- Born: c. 1690 Mains of Larg, Dumfries and Galloway
- Died: 1752 or later Annapolis Royal, Nova Scotia
- Allegiance: Great Britain
- Branch: British Army
- Service years: 1709–1752
- Rank: Captain

= Patrick Heron (British Army officer) =

Captain Patrick Heron was a British Army officer in Nova Scotia during King George's War.

Patrick Heron was born in the town of Mains of Larg around the year 1690. At age sixteen he traveled to London to learn commercial pursuits but ended up taking a position on a slaver bound for Guinea. Heron undertook two such voyages before his father procured for him a lieutenancy in Lord Mark Kerr's regiment of the British Army and soon after an officer's commission in Richard Munden's Regiment. In 1732 he went to North America, probably to avoid payment of debts.

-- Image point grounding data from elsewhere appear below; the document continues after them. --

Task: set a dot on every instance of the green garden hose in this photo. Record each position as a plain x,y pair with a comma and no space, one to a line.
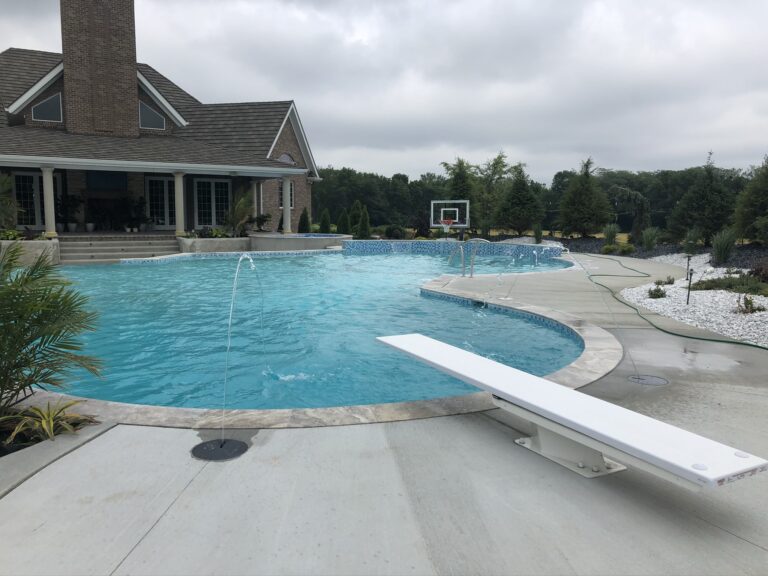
637,310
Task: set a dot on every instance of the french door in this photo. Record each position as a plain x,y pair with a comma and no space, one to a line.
161,203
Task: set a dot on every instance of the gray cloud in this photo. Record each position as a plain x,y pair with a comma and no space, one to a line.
399,86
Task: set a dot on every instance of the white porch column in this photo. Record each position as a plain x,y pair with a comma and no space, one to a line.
255,185
178,193
286,205
48,203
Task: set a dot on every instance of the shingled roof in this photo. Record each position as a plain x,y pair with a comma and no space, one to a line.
216,134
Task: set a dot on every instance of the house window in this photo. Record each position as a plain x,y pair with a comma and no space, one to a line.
212,201
280,194
149,118
28,191
49,110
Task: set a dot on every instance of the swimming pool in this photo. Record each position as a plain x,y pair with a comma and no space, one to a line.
303,332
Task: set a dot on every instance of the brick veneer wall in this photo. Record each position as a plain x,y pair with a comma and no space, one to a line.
287,143
99,46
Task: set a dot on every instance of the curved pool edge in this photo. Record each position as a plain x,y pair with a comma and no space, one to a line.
602,353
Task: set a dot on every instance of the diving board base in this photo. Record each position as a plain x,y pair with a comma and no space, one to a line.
555,445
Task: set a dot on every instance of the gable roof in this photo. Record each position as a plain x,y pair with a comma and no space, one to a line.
244,131
20,69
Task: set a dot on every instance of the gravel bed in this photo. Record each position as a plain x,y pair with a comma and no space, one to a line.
713,310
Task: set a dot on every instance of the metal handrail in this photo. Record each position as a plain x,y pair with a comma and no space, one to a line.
459,248
474,241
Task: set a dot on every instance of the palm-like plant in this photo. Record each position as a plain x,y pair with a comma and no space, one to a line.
40,319
37,423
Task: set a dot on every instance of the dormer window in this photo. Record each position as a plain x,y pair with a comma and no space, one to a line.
149,118
49,110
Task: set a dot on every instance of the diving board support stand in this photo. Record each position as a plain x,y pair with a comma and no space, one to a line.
586,434
575,451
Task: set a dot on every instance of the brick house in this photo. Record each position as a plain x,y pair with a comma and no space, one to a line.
92,136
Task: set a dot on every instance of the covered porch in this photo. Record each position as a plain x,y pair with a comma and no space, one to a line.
67,196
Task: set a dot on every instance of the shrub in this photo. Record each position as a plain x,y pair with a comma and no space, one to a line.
395,232
691,240
262,219
35,424
746,305
304,226
325,222
610,232
40,319
364,227
723,244
10,234
744,284
538,233
657,292
760,270
650,238
342,224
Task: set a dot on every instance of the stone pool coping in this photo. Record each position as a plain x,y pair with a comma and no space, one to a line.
602,353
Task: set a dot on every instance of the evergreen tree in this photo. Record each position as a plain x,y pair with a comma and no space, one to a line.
584,208
707,205
342,224
325,222
751,216
304,225
354,215
364,226
520,207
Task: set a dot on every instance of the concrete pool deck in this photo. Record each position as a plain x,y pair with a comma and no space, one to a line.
441,495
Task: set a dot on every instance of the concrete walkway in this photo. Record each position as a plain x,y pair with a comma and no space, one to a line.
448,495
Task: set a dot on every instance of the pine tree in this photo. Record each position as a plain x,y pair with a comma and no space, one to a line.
706,205
364,227
342,224
520,207
325,222
751,216
584,208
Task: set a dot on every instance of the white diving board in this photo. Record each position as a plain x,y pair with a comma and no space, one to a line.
584,433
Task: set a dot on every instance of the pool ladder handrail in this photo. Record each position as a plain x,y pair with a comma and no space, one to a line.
459,248
476,242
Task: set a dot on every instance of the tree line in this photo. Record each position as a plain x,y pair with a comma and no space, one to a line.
580,201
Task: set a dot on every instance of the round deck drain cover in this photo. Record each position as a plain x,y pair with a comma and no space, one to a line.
219,450
648,380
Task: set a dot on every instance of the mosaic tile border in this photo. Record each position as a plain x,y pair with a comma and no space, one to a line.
540,319
224,255
445,248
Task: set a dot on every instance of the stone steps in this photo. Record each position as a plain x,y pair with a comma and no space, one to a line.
109,249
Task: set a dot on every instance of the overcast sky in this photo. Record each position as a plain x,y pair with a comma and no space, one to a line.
401,85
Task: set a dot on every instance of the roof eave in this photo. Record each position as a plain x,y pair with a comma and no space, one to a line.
9,160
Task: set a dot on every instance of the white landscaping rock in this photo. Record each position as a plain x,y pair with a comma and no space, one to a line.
713,310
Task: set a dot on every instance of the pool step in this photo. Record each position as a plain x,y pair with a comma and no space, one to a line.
110,249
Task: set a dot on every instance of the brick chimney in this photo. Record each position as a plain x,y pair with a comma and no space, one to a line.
98,39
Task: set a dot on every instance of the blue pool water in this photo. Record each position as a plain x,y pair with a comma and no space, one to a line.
303,333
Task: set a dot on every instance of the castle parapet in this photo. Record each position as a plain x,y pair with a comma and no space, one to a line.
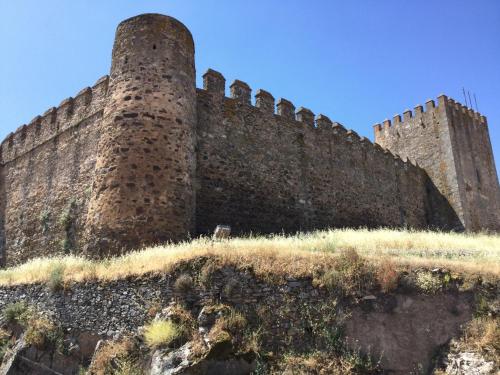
241,91
323,122
305,115
417,116
264,100
214,82
70,112
286,108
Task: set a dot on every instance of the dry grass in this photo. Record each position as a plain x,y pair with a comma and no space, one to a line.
483,335
279,255
104,361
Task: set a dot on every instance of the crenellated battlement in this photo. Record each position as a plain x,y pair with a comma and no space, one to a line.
419,115
240,92
70,112
152,158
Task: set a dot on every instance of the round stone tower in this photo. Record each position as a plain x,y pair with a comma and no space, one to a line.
143,189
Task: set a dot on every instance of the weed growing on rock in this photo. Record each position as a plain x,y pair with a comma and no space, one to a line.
42,333
350,274
56,278
162,333
114,358
428,283
4,343
15,312
387,275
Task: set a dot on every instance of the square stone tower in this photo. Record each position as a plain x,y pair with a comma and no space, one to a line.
451,142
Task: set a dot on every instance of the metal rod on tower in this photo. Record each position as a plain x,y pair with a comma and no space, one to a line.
465,97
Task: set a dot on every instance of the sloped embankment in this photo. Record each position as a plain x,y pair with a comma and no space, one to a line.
208,316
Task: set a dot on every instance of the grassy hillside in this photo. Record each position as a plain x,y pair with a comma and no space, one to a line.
277,256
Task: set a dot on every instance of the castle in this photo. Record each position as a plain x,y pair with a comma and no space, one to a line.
143,156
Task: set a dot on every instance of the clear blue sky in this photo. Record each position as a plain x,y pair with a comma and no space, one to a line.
356,61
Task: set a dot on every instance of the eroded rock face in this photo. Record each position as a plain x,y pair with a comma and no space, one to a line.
406,330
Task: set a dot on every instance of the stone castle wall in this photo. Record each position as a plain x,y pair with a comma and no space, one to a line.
143,157
47,170
265,172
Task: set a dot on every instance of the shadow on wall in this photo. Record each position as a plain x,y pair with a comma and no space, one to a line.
440,215
3,200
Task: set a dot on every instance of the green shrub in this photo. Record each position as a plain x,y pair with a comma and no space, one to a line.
350,273
428,283
161,333
56,278
4,343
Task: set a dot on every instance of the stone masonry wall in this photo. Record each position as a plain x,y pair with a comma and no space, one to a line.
451,143
284,313
145,157
264,172
47,171
479,187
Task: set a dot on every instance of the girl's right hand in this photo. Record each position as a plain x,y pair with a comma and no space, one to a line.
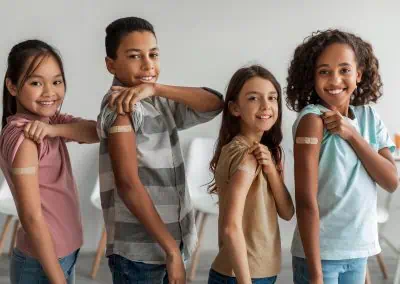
175,269
38,130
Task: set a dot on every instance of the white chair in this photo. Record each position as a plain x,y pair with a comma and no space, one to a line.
200,153
7,207
95,199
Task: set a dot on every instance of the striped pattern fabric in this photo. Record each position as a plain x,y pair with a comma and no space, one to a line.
156,122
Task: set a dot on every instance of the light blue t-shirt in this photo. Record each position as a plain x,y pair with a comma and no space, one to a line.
347,195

In 1737 Heron was stationed at Canso, Nova Scotia, a position which, despite a court martial, he held until he surrendered the town after a French surprise attack in May of 1744. Heron was held by the French as a prisoner of war in the Fortress of Louisbourg until 22 September of that year at which time he and the other British prisoners were released and transported to Boston. In Boston, they provided the Massachusetts leadership with valuable intelligence concerning the defences of the fortification at Louisbourg, which made possible its capture the following year.

Heron was struck from the regimental record in 1752, and nothing further is known of him.